If you've sat in a pew at Christ Church in Summit, you already know Mark Miller — he's the guy leading the music most Sundays, and now the rest of the country is catching up.
Miller, the church's Minister of Music and composer of the widely sung hymn "I Choose Love," sat for a nationally published interview Wednesday at the Presbyterian Association of Musicians' Worship & Music Conference in Montreat, North Carolina. The Presbyterian News Service profile shines a national light on someone Summit congregants have known for years.
In 2015, just weeks after nine people were murdered during Bible study at Mother Emanuel AME Church in Charleston, collaborator Lindy Thompson sent Miller lyrics she'd written in response. "I saw the words and, as I often do with Lindy, the music just seemed to happen," Miller told the conference. He taught the song to his senior high choir that same week — it's since made its way into hymnals across multiple Protestant denominations.
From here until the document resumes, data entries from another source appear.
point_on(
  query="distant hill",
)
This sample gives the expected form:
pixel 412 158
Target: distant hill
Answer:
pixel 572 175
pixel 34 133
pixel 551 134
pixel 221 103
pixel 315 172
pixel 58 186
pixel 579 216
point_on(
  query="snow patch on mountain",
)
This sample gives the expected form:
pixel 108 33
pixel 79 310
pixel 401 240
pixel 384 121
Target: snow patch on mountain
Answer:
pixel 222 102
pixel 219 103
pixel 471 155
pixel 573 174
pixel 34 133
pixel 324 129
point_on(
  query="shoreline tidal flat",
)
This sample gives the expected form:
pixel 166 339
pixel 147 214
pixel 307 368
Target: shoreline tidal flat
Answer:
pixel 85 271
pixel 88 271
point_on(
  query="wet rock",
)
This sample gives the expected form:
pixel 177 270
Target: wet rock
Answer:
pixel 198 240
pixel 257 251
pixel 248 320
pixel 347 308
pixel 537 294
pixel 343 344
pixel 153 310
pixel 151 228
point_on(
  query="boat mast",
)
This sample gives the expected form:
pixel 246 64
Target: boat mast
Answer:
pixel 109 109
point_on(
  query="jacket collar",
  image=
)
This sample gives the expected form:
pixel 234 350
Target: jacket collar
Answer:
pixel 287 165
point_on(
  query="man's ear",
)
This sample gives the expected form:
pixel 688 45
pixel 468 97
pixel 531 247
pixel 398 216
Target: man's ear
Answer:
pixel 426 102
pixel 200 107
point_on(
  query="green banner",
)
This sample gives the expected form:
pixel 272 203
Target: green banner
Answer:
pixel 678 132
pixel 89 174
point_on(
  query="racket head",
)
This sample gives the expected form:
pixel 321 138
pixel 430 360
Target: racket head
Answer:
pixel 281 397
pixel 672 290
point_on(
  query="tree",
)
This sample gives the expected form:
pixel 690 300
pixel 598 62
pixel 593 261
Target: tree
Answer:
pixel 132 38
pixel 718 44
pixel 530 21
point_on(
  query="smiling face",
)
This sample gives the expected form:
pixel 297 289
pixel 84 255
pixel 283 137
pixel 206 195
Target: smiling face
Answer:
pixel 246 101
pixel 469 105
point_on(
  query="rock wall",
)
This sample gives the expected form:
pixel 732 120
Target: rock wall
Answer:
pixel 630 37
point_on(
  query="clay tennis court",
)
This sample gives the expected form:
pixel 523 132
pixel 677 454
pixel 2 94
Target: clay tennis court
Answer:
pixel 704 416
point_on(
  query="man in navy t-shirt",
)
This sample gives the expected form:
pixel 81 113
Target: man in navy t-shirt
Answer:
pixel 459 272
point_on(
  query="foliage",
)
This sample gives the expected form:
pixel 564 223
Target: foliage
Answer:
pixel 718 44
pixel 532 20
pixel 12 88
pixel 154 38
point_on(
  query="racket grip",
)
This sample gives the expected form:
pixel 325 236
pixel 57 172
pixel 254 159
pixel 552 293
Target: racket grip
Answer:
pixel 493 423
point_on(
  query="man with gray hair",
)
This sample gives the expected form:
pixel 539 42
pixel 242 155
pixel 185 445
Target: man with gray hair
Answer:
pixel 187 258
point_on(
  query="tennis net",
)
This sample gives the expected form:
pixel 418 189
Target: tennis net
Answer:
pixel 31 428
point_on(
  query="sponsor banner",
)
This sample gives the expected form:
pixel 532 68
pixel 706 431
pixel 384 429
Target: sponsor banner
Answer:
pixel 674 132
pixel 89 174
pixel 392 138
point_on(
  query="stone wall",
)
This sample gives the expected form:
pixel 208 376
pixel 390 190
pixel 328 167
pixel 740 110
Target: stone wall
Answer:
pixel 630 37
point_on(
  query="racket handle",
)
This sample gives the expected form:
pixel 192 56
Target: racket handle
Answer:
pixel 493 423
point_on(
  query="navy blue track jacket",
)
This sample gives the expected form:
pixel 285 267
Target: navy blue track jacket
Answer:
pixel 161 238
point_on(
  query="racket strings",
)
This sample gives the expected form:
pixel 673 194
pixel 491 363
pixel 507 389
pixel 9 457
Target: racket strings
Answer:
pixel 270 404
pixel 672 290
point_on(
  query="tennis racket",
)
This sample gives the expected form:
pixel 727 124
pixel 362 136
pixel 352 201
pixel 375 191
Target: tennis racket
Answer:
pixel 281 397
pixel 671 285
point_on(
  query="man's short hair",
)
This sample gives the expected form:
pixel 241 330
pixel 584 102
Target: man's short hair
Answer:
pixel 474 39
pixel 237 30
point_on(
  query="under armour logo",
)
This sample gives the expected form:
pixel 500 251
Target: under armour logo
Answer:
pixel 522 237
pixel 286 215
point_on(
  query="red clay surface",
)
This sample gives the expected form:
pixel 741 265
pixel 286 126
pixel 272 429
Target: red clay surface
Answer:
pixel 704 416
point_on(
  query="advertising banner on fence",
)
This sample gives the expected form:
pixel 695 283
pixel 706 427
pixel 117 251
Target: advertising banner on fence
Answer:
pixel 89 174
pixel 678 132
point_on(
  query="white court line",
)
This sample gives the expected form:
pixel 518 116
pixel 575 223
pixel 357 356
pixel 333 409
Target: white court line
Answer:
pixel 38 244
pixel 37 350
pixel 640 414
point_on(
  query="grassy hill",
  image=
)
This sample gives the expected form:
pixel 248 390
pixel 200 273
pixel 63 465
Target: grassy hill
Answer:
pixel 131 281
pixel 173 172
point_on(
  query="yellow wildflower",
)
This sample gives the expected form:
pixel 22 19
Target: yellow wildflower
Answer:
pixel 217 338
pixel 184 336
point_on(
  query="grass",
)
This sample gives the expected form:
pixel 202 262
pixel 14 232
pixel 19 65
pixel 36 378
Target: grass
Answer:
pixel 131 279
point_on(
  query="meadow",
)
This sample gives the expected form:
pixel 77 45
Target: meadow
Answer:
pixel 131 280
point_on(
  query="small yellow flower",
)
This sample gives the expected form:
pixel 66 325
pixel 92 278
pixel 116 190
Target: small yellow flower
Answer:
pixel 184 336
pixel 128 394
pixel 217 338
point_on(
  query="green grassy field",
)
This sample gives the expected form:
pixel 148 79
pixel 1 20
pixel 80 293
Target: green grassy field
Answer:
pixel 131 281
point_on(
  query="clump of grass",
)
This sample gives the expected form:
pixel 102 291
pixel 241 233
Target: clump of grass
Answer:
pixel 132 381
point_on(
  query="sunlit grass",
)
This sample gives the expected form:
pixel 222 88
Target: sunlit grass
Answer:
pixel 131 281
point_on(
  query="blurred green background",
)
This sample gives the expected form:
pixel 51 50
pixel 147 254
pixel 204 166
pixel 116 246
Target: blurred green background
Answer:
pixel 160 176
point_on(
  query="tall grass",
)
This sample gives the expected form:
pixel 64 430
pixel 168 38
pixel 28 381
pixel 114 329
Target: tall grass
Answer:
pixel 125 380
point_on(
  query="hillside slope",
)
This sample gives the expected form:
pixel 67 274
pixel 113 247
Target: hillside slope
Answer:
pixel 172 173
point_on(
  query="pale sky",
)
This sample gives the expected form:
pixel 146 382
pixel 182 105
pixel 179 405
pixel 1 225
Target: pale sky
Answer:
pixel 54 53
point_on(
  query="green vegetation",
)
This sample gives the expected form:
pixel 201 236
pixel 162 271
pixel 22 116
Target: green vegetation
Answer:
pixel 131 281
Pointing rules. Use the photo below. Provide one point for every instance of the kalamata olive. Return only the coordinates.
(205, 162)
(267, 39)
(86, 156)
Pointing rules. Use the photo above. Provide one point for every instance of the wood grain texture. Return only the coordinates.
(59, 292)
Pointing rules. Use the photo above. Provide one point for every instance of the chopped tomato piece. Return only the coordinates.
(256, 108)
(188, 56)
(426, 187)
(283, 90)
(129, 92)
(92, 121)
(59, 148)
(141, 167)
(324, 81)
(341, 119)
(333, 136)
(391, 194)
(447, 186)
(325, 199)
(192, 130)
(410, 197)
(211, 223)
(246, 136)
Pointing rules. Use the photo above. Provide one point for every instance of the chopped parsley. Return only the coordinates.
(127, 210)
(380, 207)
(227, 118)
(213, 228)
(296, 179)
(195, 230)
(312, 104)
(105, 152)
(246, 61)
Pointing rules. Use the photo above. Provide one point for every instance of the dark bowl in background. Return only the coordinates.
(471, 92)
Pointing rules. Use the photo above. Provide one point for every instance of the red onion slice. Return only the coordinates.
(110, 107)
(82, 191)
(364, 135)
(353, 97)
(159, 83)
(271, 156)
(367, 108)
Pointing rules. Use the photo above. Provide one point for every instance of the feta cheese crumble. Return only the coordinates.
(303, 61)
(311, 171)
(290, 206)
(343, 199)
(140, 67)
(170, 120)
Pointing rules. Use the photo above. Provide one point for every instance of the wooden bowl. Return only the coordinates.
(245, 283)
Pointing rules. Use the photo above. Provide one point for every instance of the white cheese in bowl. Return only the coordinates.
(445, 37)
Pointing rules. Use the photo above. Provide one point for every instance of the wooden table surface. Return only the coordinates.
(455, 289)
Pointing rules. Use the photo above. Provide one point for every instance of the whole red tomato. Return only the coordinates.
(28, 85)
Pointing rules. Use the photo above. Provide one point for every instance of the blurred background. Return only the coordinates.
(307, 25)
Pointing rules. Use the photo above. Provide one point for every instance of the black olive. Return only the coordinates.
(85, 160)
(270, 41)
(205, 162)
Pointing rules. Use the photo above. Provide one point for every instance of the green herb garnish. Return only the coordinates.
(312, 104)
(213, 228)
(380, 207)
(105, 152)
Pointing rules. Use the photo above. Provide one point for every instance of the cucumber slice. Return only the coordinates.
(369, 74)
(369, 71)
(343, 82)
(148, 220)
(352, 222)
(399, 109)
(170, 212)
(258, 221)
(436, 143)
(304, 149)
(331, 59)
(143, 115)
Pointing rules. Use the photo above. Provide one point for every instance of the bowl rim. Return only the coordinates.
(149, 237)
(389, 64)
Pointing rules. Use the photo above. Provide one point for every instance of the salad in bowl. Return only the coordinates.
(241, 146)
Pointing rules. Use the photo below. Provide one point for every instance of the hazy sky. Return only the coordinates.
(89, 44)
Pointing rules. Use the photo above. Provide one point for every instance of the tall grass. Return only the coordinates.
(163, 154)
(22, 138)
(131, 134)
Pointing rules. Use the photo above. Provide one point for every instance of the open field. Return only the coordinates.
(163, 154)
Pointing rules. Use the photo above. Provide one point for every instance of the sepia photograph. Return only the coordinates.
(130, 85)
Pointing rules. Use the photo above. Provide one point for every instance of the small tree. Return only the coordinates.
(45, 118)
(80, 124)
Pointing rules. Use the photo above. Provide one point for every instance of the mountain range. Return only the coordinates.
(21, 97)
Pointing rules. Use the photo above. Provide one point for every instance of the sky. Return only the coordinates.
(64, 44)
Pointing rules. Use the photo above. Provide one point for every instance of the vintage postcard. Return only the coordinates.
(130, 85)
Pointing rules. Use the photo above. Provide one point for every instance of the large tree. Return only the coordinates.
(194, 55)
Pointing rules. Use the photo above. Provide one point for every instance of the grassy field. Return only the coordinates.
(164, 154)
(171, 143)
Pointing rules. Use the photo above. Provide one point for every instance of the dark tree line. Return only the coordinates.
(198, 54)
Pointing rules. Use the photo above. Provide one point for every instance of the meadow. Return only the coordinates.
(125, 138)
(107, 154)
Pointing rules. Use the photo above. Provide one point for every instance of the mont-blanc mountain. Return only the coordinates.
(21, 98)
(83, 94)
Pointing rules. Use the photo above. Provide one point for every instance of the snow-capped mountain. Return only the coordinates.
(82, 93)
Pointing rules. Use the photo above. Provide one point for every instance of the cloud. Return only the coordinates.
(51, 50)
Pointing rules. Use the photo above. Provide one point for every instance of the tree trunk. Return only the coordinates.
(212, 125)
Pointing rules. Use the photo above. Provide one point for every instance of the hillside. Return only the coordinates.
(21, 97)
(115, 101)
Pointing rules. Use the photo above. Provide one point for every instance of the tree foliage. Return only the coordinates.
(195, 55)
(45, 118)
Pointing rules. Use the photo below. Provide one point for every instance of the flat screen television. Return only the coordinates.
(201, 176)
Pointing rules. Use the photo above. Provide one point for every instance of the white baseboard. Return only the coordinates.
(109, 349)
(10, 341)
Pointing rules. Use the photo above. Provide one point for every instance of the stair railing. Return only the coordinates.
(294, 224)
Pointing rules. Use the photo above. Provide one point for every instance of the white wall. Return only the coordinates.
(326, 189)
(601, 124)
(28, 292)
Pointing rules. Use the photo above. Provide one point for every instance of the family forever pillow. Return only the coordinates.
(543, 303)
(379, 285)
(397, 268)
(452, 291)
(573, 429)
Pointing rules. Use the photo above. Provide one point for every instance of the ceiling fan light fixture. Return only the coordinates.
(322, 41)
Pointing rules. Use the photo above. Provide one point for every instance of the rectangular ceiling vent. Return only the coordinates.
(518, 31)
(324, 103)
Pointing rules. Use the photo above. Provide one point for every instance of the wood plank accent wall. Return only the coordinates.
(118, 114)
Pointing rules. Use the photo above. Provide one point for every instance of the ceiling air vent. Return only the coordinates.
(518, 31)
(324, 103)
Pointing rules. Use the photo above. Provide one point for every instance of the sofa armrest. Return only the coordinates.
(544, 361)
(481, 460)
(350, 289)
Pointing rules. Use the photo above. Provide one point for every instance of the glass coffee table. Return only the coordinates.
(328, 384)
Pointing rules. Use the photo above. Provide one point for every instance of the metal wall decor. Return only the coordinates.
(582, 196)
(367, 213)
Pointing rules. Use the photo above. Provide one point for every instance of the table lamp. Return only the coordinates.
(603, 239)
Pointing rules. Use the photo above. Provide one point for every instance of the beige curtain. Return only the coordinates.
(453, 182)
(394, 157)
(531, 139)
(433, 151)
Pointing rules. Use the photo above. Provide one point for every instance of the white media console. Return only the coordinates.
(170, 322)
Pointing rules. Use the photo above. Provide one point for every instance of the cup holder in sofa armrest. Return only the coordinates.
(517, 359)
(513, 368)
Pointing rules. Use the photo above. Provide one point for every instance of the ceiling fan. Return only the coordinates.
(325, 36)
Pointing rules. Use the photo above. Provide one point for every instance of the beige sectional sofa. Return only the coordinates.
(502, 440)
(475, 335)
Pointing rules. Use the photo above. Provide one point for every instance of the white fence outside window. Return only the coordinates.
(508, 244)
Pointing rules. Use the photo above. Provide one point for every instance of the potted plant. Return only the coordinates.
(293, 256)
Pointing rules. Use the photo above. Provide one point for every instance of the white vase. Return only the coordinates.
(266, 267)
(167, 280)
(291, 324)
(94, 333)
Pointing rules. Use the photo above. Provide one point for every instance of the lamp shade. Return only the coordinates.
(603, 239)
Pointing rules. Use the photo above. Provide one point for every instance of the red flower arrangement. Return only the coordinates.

Miller holds down three roles: Professor of Church Music, Director of Chapel and Composer in Residence at Drew University in Madison, and Minister of Music at Christ Church in Summit. He led worship production for the church's livestreamed service on June 28.
His resume outside Summit is stacked. He's led choirs in Sweden, South Africa, Austria, Russia and the Baltic states. His piece "Let Justice Roll" was performed at Carnegie Hall in 2019, and he sat on the United Methodist Church's Hymnal Revision Committee starting in 2017. Last May, Christian Theological Seminary gave him an honorary Doctor of Divinity, where he debuted a new commissioned hymn.
Miller and his husband have two grown children — and when their daughter had a baby boy, Miller named a hymn tune after his new grandson. The hymn, "Can Anything Anywhere Hinder God's Love," was co-written with David Bjorlin.
At the conference, Miller called music "an ambiguous power" that can either divide people or bring them together, and said he tries to write lyrics rooted in justice, inclusion, forgiveness and peace-building.
Summit residents can still catch his work the old-fashioned way — at Christ Church's regular Sunday morning services.